Mertesacker Akui Motivasinya Menurun Setelah Piala Dunia

- Sepakbola
Jumat, 24 Okt 2014 00:52 WIB
Mertesacker Akui Motivasinya Menurun Setelah Piala Dunia
Getty Images Sport/Dean Mouhtaropoulos
London - Bek Arsenal Per Mertesacker mengakui dirinya belum berada dalam level permainan terbaik. Bukan karena masalah teknis, melainkan karena pemain internasional Jerman itu kehilangan motivasi.

Perjalanan panjang musim lalu dengan adanya Piala Dunia, plus gelar juara yang diraih bersama tim nasional Jerman, membuat Mertesacker mengakui motivasi bermainnya menurun di musim ini. Jeda yang terlalu pendek antara turnamen empat tahunan di Brasil tersebut dengan musim start 2014-2015 jadi turut memberikan dampak terhadap mental bermain.

Mertesacker sendiri sejatinya tak tampil terlalu buruk di Premier League musim ini, di mana dia sudah tampil tujuh kali dari delapan laga. Squawka mencatat dia rata-rata tiap laga memenangi 63% duel udara, melakukan tujuh aksi bertahan, punya akurasi umpan 94%, dan belum melakukan kesalahan defensif. Nilai performanya pun tertinggi di antara bek-bek Arsenal, dengan angka 217 dibanding 197 milik Laurent Koscielny di urutan kedua.

SCROLL TO CONTINUE WITH CONTENT

Tapi dua penampilan terakhirnya kala Arsenal berimbang 2-2 dengan Hull City dan menang 2-1 atas Anderlecht di Liga Champions cukup mendapatkan sorotan.

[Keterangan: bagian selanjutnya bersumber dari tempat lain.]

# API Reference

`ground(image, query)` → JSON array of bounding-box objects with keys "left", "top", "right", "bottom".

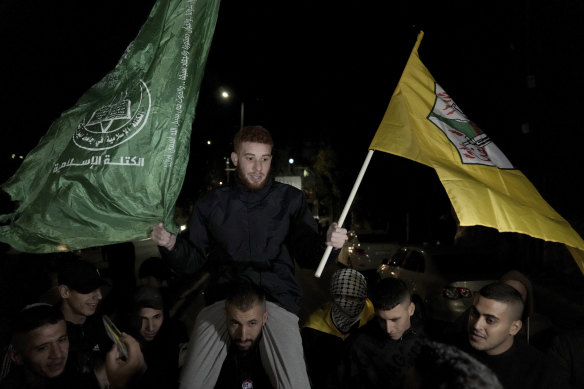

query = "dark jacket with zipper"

[{"left": 161, "top": 178, "right": 337, "bottom": 314}]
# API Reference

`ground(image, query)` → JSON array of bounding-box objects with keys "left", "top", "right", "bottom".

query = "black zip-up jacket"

[
  {"left": 331, "top": 315, "right": 427, "bottom": 389},
  {"left": 161, "top": 178, "right": 338, "bottom": 314}
]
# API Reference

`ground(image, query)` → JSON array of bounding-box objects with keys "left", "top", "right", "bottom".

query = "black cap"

[
  {"left": 58, "top": 259, "right": 108, "bottom": 294},
  {"left": 134, "top": 285, "right": 164, "bottom": 310}
]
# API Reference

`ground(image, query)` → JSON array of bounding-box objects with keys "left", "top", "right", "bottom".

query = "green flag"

[{"left": 0, "top": 0, "right": 219, "bottom": 253}]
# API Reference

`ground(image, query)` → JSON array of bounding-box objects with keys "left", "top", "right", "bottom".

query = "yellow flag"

[{"left": 369, "top": 32, "right": 584, "bottom": 272}]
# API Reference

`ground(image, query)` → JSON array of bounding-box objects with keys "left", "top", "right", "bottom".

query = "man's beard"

[{"left": 235, "top": 165, "right": 270, "bottom": 192}]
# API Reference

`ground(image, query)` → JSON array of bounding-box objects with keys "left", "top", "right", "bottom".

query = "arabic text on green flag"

[{"left": 0, "top": 0, "right": 219, "bottom": 253}]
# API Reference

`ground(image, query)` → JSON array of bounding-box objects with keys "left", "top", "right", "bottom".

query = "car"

[
  {"left": 377, "top": 246, "right": 506, "bottom": 323},
  {"left": 338, "top": 230, "right": 400, "bottom": 273}
]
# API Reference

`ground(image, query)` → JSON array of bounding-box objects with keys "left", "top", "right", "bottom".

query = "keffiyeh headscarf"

[{"left": 330, "top": 269, "right": 367, "bottom": 332}]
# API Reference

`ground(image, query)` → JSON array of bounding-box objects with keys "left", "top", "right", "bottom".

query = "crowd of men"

[{"left": 0, "top": 126, "right": 584, "bottom": 389}]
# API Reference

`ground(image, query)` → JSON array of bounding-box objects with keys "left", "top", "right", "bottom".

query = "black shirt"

[{"left": 215, "top": 338, "right": 273, "bottom": 389}]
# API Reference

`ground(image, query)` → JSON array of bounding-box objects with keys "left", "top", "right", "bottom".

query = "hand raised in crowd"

[
  {"left": 150, "top": 222, "right": 176, "bottom": 251},
  {"left": 326, "top": 223, "right": 347, "bottom": 249},
  {"left": 105, "top": 333, "right": 147, "bottom": 389}
]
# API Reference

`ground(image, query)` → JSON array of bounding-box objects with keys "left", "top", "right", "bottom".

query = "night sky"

[{"left": 0, "top": 0, "right": 584, "bottom": 239}]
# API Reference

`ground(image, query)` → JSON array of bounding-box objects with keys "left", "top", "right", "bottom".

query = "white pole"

[{"left": 314, "top": 150, "right": 374, "bottom": 278}]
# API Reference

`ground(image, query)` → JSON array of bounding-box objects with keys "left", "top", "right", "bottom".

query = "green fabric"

[{"left": 0, "top": 0, "right": 219, "bottom": 253}]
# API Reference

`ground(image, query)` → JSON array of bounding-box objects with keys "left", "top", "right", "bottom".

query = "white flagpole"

[{"left": 314, "top": 150, "right": 374, "bottom": 278}]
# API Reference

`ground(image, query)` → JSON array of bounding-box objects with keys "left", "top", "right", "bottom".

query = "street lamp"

[{"left": 220, "top": 89, "right": 245, "bottom": 128}]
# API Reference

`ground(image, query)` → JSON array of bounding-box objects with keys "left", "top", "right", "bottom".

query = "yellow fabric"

[
  {"left": 304, "top": 299, "right": 375, "bottom": 340},
  {"left": 369, "top": 32, "right": 584, "bottom": 272}
]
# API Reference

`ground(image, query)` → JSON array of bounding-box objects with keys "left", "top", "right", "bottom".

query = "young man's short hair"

[
  {"left": 233, "top": 126, "right": 274, "bottom": 152},
  {"left": 225, "top": 280, "right": 266, "bottom": 312},
  {"left": 10, "top": 303, "right": 65, "bottom": 347},
  {"left": 371, "top": 277, "right": 412, "bottom": 311},
  {"left": 479, "top": 282, "right": 524, "bottom": 320}
]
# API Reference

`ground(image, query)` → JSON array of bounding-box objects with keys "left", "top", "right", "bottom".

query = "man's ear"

[
  {"left": 509, "top": 320, "right": 523, "bottom": 336},
  {"left": 8, "top": 345, "right": 24, "bottom": 366},
  {"left": 57, "top": 285, "right": 70, "bottom": 299}
]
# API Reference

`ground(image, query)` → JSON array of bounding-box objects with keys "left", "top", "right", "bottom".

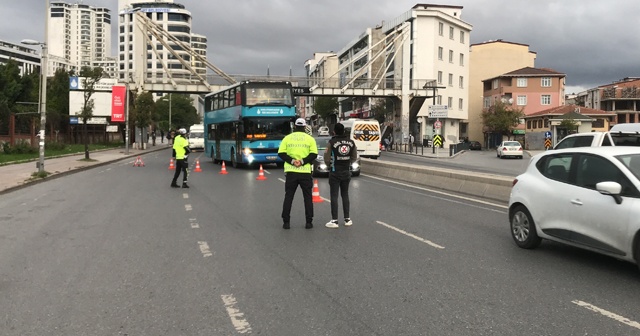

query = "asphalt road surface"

[{"left": 0, "top": 152, "right": 640, "bottom": 336}]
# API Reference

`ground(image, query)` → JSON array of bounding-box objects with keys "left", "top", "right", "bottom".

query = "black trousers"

[
  {"left": 171, "top": 159, "right": 189, "bottom": 184},
  {"left": 329, "top": 170, "right": 351, "bottom": 219},
  {"left": 282, "top": 173, "right": 313, "bottom": 223}
]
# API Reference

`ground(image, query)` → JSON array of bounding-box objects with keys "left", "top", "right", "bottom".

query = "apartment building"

[
  {"left": 47, "top": 2, "right": 115, "bottom": 76},
  {"left": 468, "top": 39, "right": 537, "bottom": 147},
  {"left": 118, "top": 0, "right": 207, "bottom": 83},
  {"left": 482, "top": 67, "right": 566, "bottom": 147}
]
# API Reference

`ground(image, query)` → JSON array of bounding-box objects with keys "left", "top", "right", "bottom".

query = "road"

[{"left": 0, "top": 152, "right": 640, "bottom": 335}]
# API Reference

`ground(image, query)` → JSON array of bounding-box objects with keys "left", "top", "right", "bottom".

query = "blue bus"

[{"left": 204, "top": 81, "right": 296, "bottom": 168}]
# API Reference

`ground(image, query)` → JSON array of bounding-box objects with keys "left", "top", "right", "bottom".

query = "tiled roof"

[
  {"left": 524, "top": 105, "right": 615, "bottom": 119},
  {"left": 501, "top": 67, "right": 566, "bottom": 77}
]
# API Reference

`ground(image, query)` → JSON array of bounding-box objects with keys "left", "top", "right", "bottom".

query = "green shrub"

[{"left": 2, "top": 140, "right": 38, "bottom": 154}]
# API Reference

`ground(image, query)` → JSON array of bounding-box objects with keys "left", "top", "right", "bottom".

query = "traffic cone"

[
  {"left": 312, "top": 180, "right": 324, "bottom": 203},
  {"left": 256, "top": 165, "right": 267, "bottom": 181},
  {"left": 220, "top": 161, "right": 228, "bottom": 175}
]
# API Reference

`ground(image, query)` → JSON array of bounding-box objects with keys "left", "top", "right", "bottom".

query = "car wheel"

[{"left": 509, "top": 205, "right": 542, "bottom": 249}]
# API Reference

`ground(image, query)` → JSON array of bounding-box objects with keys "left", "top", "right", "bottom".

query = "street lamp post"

[{"left": 22, "top": 40, "right": 48, "bottom": 174}]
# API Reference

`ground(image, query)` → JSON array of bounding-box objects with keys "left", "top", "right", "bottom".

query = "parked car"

[
  {"left": 318, "top": 126, "right": 329, "bottom": 136},
  {"left": 509, "top": 146, "right": 640, "bottom": 270},
  {"left": 496, "top": 141, "right": 524, "bottom": 159},
  {"left": 311, "top": 136, "right": 360, "bottom": 177},
  {"left": 469, "top": 141, "right": 482, "bottom": 150}
]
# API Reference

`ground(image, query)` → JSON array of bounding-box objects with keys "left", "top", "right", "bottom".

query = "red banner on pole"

[{"left": 111, "top": 86, "right": 127, "bottom": 122}]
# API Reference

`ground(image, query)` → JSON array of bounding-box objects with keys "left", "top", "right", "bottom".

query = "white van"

[
  {"left": 340, "top": 119, "right": 382, "bottom": 159},
  {"left": 189, "top": 124, "right": 204, "bottom": 150}
]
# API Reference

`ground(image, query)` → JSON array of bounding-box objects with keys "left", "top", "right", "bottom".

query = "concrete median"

[{"left": 360, "top": 159, "right": 513, "bottom": 203}]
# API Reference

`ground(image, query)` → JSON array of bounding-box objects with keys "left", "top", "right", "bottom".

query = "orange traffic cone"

[
  {"left": 312, "top": 180, "right": 324, "bottom": 203},
  {"left": 220, "top": 161, "right": 228, "bottom": 175},
  {"left": 256, "top": 165, "right": 267, "bottom": 181},
  {"left": 133, "top": 156, "right": 144, "bottom": 167}
]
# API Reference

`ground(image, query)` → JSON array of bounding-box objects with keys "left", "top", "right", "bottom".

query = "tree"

[
  {"left": 47, "top": 69, "right": 71, "bottom": 140},
  {"left": 131, "top": 92, "right": 156, "bottom": 132},
  {"left": 79, "top": 66, "right": 103, "bottom": 160},
  {"left": 155, "top": 94, "right": 201, "bottom": 130},
  {"left": 313, "top": 97, "right": 339, "bottom": 120},
  {"left": 482, "top": 100, "right": 524, "bottom": 139}
]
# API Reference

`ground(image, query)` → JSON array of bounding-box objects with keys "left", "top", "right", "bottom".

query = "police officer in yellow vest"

[
  {"left": 278, "top": 118, "right": 318, "bottom": 230},
  {"left": 171, "top": 128, "right": 191, "bottom": 188}
]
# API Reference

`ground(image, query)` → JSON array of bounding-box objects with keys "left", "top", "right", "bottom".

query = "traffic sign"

[{"left": 427, "top": 105, "right": 449, "bottom": 118}]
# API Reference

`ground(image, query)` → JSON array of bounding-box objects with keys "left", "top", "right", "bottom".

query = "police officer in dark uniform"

[{"left": 324, "top": 124, "right": 358, "bottom": 229}]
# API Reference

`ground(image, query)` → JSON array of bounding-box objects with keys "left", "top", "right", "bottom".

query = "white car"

[
  {"left": 318, "top": 126, "right": 329, "bottom": 136},
  {"left": 509, "top": 147, "right": 640, "bottom": 270},
  {"left": 496, "top": 141, "right": 524, "bottom": 159}
]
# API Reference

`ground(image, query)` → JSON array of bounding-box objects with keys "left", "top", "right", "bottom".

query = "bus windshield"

[
  {"left": 246, "top": 86, "right": 293, "bottom": 106},
  {"left": 243, "top": 117, "right": 291, "bottom": 141}
]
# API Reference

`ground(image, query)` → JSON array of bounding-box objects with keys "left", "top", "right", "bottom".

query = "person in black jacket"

[{"left": 324, "top": 124, "right": 358, "bottom": 229}]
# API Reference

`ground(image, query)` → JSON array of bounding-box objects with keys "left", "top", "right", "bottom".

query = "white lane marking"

[
  {"left": 376, "top": 221, "right": 444, "bottom": 249},
  {"left": 221, "top": 295, "right": 251, "bottom": 334},
  {"left": 198, "top": 241, "right": 213, "bottom": 258},
  {"left": 278, "top": 178, "right": 331, "bottom": 203},
  {"left": 571, "top": 300, "right": 640, "bottom": 329},
  {"left": 362, "top": 174, "right": 509, "bottom": 213}
]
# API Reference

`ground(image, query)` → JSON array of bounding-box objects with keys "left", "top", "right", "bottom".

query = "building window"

[
  {"left": 518, "top": 96, "right": 527, "bottom": 106},
  {"left": 540, "top": 77, "right": 551, "bottom": 87},
  {"left": 516, "top": 78, "right": 527, "bottom": 87}
]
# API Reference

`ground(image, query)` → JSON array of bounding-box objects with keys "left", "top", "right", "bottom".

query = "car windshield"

[{"left": 616, "top": 154, "right": 640, "bottom": 179}]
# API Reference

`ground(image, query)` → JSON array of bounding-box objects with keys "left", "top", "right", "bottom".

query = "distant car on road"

[
  {"left": 509, "top": 146, "right": 640, "bottom": 270},
  {"left": 496, "top": 141, "right": 524, "bottom": 159},
  {"left": 311, "top": 136, "right": 360, "bottom": 177},
  {"left": 469, "top": 141, "right": 482, "bottom": 150},
  {"left": 318, "top": 126, "right": 329, "bottom": 136}
]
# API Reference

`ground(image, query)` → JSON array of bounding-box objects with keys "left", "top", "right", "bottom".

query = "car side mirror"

[{"left": 596, "top": 181, "right": 622, "bottom": 204}]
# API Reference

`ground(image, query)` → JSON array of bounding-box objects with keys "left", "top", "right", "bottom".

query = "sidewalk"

[{"left": 0, "top": 143, "right": 171, "bottom": 194}]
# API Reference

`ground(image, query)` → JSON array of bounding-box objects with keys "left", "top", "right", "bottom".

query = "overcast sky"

[{"left": 0, "top": 0, "right": 640, "bottom": 93}]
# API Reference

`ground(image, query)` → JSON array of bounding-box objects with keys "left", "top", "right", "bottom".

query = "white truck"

[{"left": 553, "top": 123, "right": 640, "bottom": 149}]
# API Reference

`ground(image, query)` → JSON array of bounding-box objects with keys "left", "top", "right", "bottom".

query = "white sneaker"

[{"left": 324, "top": 219, "right": 339, "bottom": 229}]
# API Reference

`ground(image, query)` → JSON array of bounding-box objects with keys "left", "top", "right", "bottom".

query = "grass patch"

[{"left": 0, "top": 142, "right": 122, "bottom": 165}]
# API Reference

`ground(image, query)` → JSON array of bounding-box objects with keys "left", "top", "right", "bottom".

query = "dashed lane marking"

[
  {"left": 376, "top": 221, "right": 444, "bottom": 249},
  {"left": 221, "top": 294, "right": 251, "bottom": 334},
  {"left": 571, "top": 300, "right": 640, "bottom": 329}
]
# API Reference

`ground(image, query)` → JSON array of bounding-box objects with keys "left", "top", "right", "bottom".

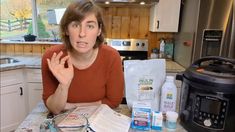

Bek 30 tahun itu dianggap lalai sehingga berakibat gol kedua Hull yang dicetak Abel Hernandez dan gol Andy Najar yang membuat Arsenal sempat tertinggal dari Anderlecht.

"Secara pribadi saat ini sulit karena musim lalu benar-benar merupakan musim yang panjang dan untuk bangkit dari Piala Dunia serta mendapatkan kembali motivasi," kata Mertesacker dikutip Sky Sports.

"Saya hampir mendapatkannya kembali, tapi Anda bisa merasakan ada sesuatu yang hilang pada saat ini. Dengan laga-laga itu, keyakinan dan mentalitasnya sudah ada, tapi motivasi akan kembali," lanjutnya.

"Kami bahkan tidak punya waktu untuk merayakan kemenangan Piala Dunia dengan layak, itu yang pertama. Tapi Anda menyadarinya bulan demi bulan apa yang terjadi. Saya bahkan belum percaya apa yang terjadi di Brasil, mungkin dalam lima atau 10 tahun Anda bisa benar-benar menyadari apa yang terjadi di sana."

"Kami pulang ke Berlin, tampil di panggung, melambaikan tangan, menunjukkan trofi Piala Dunia, dan kemudian semua orang menghilang untuk bertemu keluarga mereka, berlibur, beristirahat, dan menenangkan diri," demikian dia.